Alpine F1 : Szafnauer réagit aux affaires Piastri et Alonso

Il ’sait’ pourquoi Alonso est parti et dénonce ’le manque de loyauté’ de Piastri

Par Franck Drui

7 août 2022 - 11:56
Alpine F1 : Szafnauer réagit aux (…)

Alpine F1 a enfin réagi au rejet d’Oscar Piastri de courir pour elle en 2023, ce qui signifie certainement que l’Australien s’est engagé de manière ferme avec une autre équipe, McLaren F1 en l’occurrence.

Jusqu’à présent, seul un porte-parole avait réagi indiquant que l’équipe estimait être dans son bon droit concernant la titularisation de Piastri.

Otmar Szafnauer, le directeur d’Alpine F1, s’est enfin longuement confié sur cette affaire, à El Confidencial, en revenant tout d’abord sur l’annonce surprise de Fernando Alonso de rejoindre une équipe concurrente sans prévenir ses patrons.
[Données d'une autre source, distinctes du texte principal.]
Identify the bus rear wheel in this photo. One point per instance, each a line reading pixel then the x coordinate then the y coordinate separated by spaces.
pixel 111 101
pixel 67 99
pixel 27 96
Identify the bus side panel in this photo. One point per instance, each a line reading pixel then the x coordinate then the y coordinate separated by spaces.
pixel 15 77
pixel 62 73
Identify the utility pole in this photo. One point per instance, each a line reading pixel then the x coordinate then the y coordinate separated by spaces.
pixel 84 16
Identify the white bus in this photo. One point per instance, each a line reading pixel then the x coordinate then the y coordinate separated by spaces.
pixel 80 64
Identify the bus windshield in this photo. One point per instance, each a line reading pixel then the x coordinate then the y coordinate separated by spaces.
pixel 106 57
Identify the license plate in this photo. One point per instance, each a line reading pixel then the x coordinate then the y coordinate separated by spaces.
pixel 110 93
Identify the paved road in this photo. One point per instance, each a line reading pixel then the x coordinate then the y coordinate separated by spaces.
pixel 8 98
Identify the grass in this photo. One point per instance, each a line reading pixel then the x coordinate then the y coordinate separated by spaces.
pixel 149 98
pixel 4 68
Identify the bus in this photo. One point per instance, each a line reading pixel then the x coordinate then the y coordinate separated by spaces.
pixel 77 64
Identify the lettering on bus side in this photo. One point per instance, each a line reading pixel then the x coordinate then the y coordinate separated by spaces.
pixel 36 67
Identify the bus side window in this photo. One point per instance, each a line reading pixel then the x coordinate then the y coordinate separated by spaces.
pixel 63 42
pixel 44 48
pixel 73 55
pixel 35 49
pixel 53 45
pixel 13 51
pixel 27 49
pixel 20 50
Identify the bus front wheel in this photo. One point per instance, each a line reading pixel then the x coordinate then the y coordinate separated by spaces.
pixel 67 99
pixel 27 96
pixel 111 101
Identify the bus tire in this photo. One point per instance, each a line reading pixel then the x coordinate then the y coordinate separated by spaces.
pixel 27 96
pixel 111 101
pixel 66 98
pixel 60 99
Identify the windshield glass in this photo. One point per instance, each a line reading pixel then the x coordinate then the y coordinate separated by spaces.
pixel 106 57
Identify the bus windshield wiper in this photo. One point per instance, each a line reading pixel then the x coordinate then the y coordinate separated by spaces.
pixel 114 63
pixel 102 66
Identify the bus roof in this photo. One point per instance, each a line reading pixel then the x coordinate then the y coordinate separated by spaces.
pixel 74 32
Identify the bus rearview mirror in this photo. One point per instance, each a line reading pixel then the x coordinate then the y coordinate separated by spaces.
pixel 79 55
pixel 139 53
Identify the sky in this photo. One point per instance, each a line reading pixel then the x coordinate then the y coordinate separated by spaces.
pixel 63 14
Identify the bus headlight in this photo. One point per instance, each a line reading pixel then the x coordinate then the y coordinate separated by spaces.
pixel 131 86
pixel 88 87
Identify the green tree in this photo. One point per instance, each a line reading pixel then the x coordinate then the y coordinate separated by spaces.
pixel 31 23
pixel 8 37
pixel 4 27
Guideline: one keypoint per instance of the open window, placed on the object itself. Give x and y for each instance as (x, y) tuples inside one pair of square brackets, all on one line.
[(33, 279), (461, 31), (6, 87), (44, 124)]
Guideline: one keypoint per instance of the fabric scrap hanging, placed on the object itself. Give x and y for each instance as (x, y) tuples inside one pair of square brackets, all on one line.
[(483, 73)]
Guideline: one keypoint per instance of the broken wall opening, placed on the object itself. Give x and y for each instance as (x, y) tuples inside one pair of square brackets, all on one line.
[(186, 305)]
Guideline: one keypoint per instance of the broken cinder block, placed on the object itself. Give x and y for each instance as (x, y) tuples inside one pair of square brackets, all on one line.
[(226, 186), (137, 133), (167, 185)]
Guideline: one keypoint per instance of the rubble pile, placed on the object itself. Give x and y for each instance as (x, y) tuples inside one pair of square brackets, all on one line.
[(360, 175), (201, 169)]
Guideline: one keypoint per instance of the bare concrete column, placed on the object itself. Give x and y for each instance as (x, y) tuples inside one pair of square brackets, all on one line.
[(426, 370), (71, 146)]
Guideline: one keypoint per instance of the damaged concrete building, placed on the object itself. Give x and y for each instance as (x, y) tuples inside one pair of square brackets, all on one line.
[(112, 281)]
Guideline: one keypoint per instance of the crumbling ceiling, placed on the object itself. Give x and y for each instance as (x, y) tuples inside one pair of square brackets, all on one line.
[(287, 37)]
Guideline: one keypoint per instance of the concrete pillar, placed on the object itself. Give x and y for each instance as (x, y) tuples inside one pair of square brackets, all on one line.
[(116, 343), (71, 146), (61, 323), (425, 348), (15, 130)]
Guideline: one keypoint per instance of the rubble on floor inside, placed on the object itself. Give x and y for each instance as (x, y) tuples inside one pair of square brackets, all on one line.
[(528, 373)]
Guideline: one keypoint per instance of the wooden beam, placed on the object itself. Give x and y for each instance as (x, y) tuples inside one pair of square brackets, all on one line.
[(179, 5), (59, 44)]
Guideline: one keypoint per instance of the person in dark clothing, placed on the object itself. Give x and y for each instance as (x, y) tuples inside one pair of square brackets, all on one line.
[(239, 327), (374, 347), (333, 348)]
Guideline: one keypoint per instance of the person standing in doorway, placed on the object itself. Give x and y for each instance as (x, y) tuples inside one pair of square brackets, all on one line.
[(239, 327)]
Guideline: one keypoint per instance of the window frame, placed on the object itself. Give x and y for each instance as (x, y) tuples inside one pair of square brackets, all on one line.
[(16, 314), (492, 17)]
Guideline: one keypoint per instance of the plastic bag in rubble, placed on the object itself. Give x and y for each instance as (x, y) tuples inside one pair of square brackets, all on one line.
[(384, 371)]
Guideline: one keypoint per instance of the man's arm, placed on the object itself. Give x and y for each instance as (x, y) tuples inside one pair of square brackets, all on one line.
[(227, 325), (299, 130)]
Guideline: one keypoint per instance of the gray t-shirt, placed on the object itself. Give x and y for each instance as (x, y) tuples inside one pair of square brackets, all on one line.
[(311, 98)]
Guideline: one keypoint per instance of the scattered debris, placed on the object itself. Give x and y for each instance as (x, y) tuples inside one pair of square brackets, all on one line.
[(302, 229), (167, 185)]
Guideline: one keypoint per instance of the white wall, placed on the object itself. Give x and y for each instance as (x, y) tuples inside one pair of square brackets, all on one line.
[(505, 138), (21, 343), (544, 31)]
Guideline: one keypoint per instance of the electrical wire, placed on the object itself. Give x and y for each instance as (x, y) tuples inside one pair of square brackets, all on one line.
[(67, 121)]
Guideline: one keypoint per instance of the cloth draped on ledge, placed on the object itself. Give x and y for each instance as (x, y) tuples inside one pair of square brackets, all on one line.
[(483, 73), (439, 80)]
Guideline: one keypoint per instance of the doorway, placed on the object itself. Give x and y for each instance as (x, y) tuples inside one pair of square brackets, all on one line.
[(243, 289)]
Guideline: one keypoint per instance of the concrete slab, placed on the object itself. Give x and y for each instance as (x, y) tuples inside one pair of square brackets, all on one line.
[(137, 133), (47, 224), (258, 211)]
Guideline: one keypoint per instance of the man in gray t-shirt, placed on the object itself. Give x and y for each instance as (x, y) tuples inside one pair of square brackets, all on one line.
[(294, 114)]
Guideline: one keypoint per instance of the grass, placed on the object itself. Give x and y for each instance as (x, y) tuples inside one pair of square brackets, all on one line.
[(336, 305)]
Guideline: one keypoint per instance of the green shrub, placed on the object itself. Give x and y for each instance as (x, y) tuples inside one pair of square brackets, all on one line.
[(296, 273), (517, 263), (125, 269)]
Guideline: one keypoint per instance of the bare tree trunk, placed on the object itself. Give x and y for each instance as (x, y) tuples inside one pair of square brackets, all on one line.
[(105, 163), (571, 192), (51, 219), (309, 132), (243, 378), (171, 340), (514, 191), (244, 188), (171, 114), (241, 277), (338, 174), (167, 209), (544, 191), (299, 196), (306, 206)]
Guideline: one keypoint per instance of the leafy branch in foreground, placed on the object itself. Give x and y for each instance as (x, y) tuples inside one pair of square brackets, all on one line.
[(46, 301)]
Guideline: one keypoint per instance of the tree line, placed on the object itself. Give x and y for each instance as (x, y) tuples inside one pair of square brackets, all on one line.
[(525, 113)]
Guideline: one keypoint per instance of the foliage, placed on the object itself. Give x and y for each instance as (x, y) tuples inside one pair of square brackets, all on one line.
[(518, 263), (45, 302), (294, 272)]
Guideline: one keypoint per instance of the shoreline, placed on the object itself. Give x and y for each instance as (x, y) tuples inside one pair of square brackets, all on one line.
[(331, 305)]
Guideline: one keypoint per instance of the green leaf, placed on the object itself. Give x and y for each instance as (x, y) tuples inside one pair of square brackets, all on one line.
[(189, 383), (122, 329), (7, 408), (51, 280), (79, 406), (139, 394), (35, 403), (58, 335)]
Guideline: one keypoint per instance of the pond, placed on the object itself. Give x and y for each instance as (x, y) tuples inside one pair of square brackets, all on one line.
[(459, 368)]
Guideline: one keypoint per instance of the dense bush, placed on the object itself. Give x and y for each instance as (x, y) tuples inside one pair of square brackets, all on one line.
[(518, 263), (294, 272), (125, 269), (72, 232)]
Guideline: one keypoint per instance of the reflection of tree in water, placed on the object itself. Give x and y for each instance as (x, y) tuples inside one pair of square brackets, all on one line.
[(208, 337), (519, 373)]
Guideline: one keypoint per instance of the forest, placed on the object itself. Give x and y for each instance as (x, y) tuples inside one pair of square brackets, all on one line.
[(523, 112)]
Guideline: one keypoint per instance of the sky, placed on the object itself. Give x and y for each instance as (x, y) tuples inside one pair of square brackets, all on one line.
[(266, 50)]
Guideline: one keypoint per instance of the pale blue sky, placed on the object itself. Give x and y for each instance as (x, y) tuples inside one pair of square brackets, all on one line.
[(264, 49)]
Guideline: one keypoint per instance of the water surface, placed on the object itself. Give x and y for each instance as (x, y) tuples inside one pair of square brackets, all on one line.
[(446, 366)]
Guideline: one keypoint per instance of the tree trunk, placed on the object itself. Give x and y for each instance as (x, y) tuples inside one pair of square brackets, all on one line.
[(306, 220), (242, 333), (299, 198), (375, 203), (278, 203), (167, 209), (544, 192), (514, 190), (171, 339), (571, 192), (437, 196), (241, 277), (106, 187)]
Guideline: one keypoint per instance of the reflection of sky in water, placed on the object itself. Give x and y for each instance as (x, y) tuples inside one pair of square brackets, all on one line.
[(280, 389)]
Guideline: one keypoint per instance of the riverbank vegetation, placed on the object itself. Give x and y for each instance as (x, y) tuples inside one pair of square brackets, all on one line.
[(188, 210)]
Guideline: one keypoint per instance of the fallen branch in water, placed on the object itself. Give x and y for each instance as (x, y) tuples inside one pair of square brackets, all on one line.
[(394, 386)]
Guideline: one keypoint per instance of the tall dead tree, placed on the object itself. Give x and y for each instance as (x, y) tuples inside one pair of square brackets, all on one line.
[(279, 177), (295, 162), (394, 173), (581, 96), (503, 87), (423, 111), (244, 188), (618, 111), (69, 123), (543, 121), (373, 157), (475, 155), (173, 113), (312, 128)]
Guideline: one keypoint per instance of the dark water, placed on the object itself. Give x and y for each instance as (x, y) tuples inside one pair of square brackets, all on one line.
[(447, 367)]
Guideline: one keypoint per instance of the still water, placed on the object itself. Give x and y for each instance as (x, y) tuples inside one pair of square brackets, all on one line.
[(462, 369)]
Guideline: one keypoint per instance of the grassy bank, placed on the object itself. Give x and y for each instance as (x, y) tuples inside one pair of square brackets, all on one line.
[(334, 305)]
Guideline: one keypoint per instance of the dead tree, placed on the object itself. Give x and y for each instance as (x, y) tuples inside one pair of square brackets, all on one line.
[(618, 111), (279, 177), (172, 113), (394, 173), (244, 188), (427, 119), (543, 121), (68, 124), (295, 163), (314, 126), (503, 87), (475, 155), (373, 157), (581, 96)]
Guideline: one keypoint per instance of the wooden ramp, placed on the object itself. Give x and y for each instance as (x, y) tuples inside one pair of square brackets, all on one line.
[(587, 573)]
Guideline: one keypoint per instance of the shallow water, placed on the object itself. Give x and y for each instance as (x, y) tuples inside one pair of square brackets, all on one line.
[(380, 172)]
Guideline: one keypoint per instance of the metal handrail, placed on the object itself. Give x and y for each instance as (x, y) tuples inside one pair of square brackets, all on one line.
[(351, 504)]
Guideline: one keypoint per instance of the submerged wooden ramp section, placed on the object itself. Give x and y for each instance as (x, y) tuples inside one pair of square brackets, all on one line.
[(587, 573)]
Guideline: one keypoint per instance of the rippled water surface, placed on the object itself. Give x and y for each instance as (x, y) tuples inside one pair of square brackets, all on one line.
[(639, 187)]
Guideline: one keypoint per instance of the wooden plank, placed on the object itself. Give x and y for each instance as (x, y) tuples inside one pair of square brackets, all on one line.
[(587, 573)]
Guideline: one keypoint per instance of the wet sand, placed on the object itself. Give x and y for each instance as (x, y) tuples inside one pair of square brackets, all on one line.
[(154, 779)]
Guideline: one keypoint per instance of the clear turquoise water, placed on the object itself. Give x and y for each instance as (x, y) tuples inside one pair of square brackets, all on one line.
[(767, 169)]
"C’était la première fois que je vivais quelque chose comme ça, c’est sûr. Bien que je ne sois pas complètement surpris, car j’ai vécu d’autres situations et histoires des deux côtés, du côté des pilotes et du côté des équipes. Mais, dans mon cas, je n’avais jamais rien vécu de tel."

"Le ’Piranha Club’ en pleine action ? Je pense que c’est le capitalisme à son meilleur. Rien n’est sûr jusqu’à ce qu’il soit signé… Nous avons eu de nombreuses conversations avec Fernando, nous voulions qu’il reste, évidemment il avait aussi les siennes avec Aston Martin… Donc ce sont les détails du contrat qu’ils mettaient sur la table qui l’intéressaient le plus que certains des détails dont il devait discuter avec nous."

Un tacle envers Alonso sur l’intégrité

Szafnauer n’hésite pas à tacler Alonso sur le respect des engagements, même pris à l’oral, alors que les deux hommes discutaient. S’est-il senti trahi ou déçu lundi matin, à 10h, à l’heure de l’annonce publique ?

"Comme je l’ai déjà dit, un peu des deux. Je ne peux pas être assez naïf pour ne pas connaître les règles du jeu de la Formule 1, j’ai vécu de nombreuses histoires. Mais personnellement, je crois que je suis un homme intègre et que si je m’engage dans quelque chose, je ferai de mon mieux pour que cela se produise."

"Je tiens parole, c’est la façon dont j’ai grandi, ce que mon père m’a transmis. Je l’ai fait avec Sebastian Vettel, avec Julian Jacobi - qui gérait Ayrton Senna et maintenant Sergio Pérez -, avec Anthony Hamilton quand il représentait Paul di Resta... Mais bon, j’ai compris que tout le monde ne fait pas les choses de la même manière."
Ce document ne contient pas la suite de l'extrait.